Ermita de Valbón, Valencia de Alcántara

    La Fundación Tatiana y la Real Academia de Extremadura de las Letras y las Artes (RAEX) han alertado sobre la protección básica y primaria del patrimonio histórico, especialmente en el mundo rural, que corresponde a los ayuntamientos y otras corporaciones locales, que se olvida con frecuencia, dejando en situaciones de desprotección bienes culturales de un incalculable valor que no merecen la atención ni la promoción necesarias. Al respecto, añade que se hace precisa una extensa labor de concienciación desde los departamentos culturales de las comunidades autónomas, con el apoyo del Ministerio de Cultura, entre los alcaldes, concejales de cultura y urbanismo y secretarios de la Administración Local, para que cuenten con una formación suficiente acerca de sus responsabilidades legales.

    Esta es una de las diez conclusiones obtenidas en el ciclo de mesas redondas para debatir sobre la situación del patrimonio histórico, con una especial referencia a dos de sus manifestaciones más relevantes y olvidadas: el patrimonio documental y el patrimonio inmaterial, recientemente celebradas en la sede de la primera fundación cacereña.

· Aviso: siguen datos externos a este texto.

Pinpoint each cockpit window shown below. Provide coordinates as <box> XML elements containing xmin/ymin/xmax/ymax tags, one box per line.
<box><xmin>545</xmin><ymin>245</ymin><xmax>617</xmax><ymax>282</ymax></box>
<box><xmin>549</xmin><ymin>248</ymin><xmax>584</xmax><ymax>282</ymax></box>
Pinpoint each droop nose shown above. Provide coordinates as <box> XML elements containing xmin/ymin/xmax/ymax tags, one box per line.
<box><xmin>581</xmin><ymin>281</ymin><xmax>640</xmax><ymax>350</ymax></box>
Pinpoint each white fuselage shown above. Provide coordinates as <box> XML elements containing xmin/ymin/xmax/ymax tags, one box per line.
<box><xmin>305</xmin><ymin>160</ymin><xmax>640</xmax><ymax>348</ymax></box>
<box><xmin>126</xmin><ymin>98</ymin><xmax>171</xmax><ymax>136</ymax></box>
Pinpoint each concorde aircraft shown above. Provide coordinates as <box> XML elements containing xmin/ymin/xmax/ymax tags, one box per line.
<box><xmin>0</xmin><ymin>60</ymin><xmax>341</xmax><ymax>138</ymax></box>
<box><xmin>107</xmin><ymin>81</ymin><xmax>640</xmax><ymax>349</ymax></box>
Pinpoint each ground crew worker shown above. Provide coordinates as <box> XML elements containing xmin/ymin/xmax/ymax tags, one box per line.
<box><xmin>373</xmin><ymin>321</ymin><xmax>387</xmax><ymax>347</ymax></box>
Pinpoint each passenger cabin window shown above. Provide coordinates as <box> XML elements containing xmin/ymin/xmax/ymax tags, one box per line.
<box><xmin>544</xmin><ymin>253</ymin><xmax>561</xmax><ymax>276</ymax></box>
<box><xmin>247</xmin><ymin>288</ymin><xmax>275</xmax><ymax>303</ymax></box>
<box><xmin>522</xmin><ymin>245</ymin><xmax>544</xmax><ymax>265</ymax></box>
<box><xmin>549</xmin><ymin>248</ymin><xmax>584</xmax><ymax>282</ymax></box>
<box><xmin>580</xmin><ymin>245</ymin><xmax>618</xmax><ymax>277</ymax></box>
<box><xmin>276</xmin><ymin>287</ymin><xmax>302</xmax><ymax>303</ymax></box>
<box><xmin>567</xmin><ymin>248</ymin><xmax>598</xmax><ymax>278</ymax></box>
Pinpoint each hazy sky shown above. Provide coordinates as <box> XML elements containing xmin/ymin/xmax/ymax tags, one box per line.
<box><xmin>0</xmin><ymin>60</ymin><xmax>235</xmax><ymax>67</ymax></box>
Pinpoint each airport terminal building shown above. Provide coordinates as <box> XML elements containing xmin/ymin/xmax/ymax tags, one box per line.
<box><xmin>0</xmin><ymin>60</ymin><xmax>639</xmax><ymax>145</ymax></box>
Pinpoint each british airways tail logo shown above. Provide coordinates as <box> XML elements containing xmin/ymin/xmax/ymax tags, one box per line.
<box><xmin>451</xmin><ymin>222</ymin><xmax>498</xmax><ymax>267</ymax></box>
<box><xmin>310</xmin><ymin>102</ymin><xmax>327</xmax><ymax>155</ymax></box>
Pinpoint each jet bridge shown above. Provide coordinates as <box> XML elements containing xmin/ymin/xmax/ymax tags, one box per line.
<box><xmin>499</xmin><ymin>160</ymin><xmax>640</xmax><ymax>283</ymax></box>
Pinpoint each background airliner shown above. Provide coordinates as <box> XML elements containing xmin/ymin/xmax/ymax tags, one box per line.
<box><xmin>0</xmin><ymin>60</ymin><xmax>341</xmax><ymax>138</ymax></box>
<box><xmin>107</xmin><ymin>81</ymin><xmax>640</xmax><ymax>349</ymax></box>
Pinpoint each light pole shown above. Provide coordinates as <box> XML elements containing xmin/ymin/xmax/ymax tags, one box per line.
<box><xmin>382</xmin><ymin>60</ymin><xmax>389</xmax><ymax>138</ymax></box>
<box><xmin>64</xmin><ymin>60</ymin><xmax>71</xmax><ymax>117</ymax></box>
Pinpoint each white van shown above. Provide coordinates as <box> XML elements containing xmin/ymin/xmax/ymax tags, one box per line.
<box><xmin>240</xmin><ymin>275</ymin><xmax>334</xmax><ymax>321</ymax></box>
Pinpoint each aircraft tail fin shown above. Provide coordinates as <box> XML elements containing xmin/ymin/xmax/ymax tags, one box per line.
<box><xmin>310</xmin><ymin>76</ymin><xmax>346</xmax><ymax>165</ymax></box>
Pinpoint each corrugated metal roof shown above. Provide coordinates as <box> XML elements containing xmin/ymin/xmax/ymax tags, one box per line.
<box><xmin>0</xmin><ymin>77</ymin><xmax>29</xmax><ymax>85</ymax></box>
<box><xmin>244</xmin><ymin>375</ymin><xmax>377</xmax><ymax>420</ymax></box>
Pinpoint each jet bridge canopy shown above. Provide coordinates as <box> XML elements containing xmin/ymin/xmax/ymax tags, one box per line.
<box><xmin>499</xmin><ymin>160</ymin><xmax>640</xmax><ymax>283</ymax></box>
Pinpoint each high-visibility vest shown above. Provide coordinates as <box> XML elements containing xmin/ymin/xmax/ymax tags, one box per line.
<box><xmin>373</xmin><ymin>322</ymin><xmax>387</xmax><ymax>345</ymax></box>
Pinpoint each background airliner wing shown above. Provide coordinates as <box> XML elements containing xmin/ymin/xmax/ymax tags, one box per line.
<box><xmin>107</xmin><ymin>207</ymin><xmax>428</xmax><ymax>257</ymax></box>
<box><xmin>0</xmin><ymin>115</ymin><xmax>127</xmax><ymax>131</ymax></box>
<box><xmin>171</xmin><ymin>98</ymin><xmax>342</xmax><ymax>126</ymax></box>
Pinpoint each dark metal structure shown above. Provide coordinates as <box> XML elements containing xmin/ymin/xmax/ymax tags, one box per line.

Las mesas contaron con un enfoque multidisciplinar y la participación de nueve expertos en la materia.

    Asimismo, ambas instituciones subrayan que la normativa cultural española requiere una profunda reforma legal que, a nivel estatal, incorpore algunas aportaciones científicas de especial interés, como la doctrina internacional creada en las últimas décadas sobre el patrimonio histórico y actualizar la normativa social como el mecenazgo, de tanta trascendencia social.

    Por otro lado, inciden en que sería necesario que la obligación legal de los conjuntos históricos de confeccionar un Plan Especial de Protección se completara con una catalogación más completa y que, además, no solo incluyera sus elementos patrimoniales y pudiera extenderse a otros bienes de naturaleza inmaterial y que sería muy positiva la elaboración generalizada de catálogos municipales de bienes culturales, tanto materiales como inmateriales.

    Asimismo, recuerda que la labor del Consejo Internacional de Monumentos y Sitios (ICOMOS), organización no gubernamental que asesora a la UNESCO en materia de patrimonio cultural, debe inspirar la actuación de las autoridades para la conservación y enriquecimiento del patrimonio histórico en su conjugación con un desarrollo turístico sostenible que sea respetuoso con el acceso de los ciudadanos a la cultura desde una perspectiva constitucional.

    En las conclusiones se señala igualmente la importancia del patrimonio documental, especialmente necesaria para los documentos históricos, y que su futuro se vincula con la búsqueda de un soporte material adecuado, debiendo abrirse un debate científico suficiente los riegos que puede comportar la digitalización, tan importante para el acceso normalizado de la ciudadanía a documentos de un gran valor histórico.

    Los espacios históricos con una especial significación requieren una profunda reflexión acerca de su valor, experiencia y de su verdadera función en la sociedad democrática de nuestro tiempo. También se subraya la importancia de los archivos históricos periféricos, que deberán contar un mayor y más decidido respaldo institucional.

    Las conclusiones se refieren igualmente a la importancia del patrimonio inmaterial de Extremadura, una de las mayores riquezas de la Comunidad, y aboga porque los organismos públicos competentes promuevan su descubrimiento y difusión., con un apoyo decidido a los investigadores y a quienes mantienen vivo este legado.

    En el caso concreto de la ciudad de Cáceres, las conclusiones sostienen que la conjugación de valores culturales asociados a su vida social y no solo a su dimensión monumental, debe recordarse como un elemento esencial para comprender y disfrutar de todo su valor.